24 giugno 2012 - Il dramma dell'uomo che si sbagliò su Dio
«Amico, come mai sei entrato qui
senza l’abito nuziale?».
(Mt 22,12)
Tutto comincia con un invito. Non un
obbligo o un dovere, ma un invito: che dichiara la tua libertà immensa e
drammatica. Drammatica per te, ma anche per Dio. L'uomo è il rischio di Dio: il
Dio dalla sala vuota, dalle chiese vuote e tristi, il Dio del pane e del vino
che nessuno vuole, nessuno cerca, nessuno gusta, è debole di fronte al cuore
dell'uomo. Eppure invita: non alla fatica della vigna, ma a nozze, ad
un'esperienza di pienezza, al piacere di vivere. Questo testimonia il vangelo:
il suo dono e il suo segreto sono una vita bella; e Dio non è più un dovere, ma
un desiderio.
Ma se ne andarono chi al proprio
campo, chi ai propri affari! Gli invitati vivono per le cose, non hanno tempo
neppure per la gioia. Vivono all'esterno di se stessi. Ma il re non si
scoraggia, ha sempre nuove idee per realizzare il suo sogno, e si fa
allietatore di crocicchi e di strade, di buoni e di cattivi. Non ha bisogno di
gente che lo serva, ma di chi lo lasci essere servitore della vita. Dopo la
parte di Dio, viene però la nostra parte. La parabola inizia con una reggia
senza canti, con una sala vuota, e termina con un dramma: gettatelo
fuori. È possibile fallire la vita! Ad ognuno di noi è posta una
condizione: il vestito di nozze. L'uomo senza veste nuziale non è peggiore degli
altri; egli non ha creduto alla festa, non ha portato il suo contributo di
bellezza alla liturgia delle nozze. Non pensava possibile che il re invitasse a
palazzo straccioni e poveracci; che si trattasse davvero del banchetto di nozze
del figlio del re. Un re non fa così, pensava; un re pretende, prende e non
dona. Si è sbagliato su Dio.Sbagliarsi su Dio è un dramma, è la cosa
peggiore che possa capitarci, perché poi ci sbagliamo sul mondo, sulla storia,
sull'uomo, su noi stessi. Sbagliamo la vita (David M. Turoldo).

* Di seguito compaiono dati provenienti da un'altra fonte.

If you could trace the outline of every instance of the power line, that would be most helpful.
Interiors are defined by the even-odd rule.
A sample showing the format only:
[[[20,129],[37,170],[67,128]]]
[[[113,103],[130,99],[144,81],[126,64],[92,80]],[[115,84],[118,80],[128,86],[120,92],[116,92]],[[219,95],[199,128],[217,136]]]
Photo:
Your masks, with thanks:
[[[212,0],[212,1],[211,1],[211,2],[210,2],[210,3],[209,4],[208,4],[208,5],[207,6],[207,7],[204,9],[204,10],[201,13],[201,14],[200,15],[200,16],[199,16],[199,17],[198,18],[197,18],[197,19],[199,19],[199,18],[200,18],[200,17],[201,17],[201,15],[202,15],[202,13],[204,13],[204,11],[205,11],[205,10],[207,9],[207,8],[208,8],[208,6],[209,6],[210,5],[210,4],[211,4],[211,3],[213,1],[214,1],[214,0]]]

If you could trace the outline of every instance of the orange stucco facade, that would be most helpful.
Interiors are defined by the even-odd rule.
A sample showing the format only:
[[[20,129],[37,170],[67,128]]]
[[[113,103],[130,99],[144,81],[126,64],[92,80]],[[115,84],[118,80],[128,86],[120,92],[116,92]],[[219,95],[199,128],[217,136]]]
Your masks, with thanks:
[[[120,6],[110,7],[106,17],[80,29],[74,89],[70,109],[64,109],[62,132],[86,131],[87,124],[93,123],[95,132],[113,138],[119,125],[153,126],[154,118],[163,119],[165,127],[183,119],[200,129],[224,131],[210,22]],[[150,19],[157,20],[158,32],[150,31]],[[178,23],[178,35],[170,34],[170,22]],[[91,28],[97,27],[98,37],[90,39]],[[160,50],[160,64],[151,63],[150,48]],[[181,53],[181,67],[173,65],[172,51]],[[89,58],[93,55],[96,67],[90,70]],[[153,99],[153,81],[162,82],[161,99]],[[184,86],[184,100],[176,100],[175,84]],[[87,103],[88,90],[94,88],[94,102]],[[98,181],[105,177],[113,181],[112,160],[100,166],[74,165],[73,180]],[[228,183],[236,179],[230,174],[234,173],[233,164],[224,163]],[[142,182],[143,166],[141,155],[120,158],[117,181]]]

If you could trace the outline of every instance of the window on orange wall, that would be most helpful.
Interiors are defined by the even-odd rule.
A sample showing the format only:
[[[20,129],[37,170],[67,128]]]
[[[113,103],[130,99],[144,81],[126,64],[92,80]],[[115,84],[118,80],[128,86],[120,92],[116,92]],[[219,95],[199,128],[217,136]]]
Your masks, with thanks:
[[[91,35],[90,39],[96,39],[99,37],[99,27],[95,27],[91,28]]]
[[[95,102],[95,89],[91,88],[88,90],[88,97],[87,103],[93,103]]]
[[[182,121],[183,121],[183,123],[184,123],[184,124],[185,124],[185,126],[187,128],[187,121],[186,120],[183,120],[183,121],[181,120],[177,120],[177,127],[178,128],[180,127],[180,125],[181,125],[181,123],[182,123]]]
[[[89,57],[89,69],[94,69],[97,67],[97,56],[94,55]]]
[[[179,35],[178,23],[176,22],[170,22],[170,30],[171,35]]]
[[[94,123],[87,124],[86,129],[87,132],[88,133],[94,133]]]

L'abito da indossare per non fallire la vita è Gesù Cristo (Ef 4,24). Nel
battesimo ho ricevuto, con la veste bianca, il compito di passare la vita a
rivestirmi di Cristo. Ad avere i suoi sentimenti, ad essere eco delle sue
parole, a preferire coloro che lui preferiva, seminare i suoi gesti nel mondo.
A respirarlo.Respirate sempre Cristo, è il compito ultimo che l'abate
Antonio morente affida ai monaci. È l'esperienza di Paolo: in Lui
esistiamo, ci muoviamo e respiriamo (Atti 17,28). Allora porteremo il
nostro contributo dovunque la vita celebri la sua festa.
È la preghiera di san Patrizio: Cristo davanti
a me, Cristo dietro di me, Cristo alla mia destra, Cristo alla mia sinistra,
Cristo nei miei occhi, Cristo in ogni mio passo. Indossare un abito nuovo,
dopo aver deposto quello vecchio (Ef 4,24). Ci ha voluti pronti a giocarci
l'intera posta, lui compreso. Rifiutiamo l'invito perché contiene
un'esigenza eccessiva: che le cose di Dio c'importino più delle nostre, più del
lavoro, del tempo, del denaro. Eppure le cose di Dio non sono altro che le
nostre proprie sorgenti.
Ancora dentro questo nostro tempo dolente e splendido
Dio ripropone i suoi inviti, a dirci che l'eternità non è altrove, in un altro
orologio, ma che questo tempo è già un frammento di eterno colmo di inviti, già
ora con Dio la vita celebra la sua festa se appena abbiamo un cuore che
accoglie e che sa condividere. L'invito alla convivialità è anche invito a
passare dall'economia delle cose all'economia delle persone, a prenderci del
tempo per l'incontro, per gli amici, per Dio, per la vita interiore.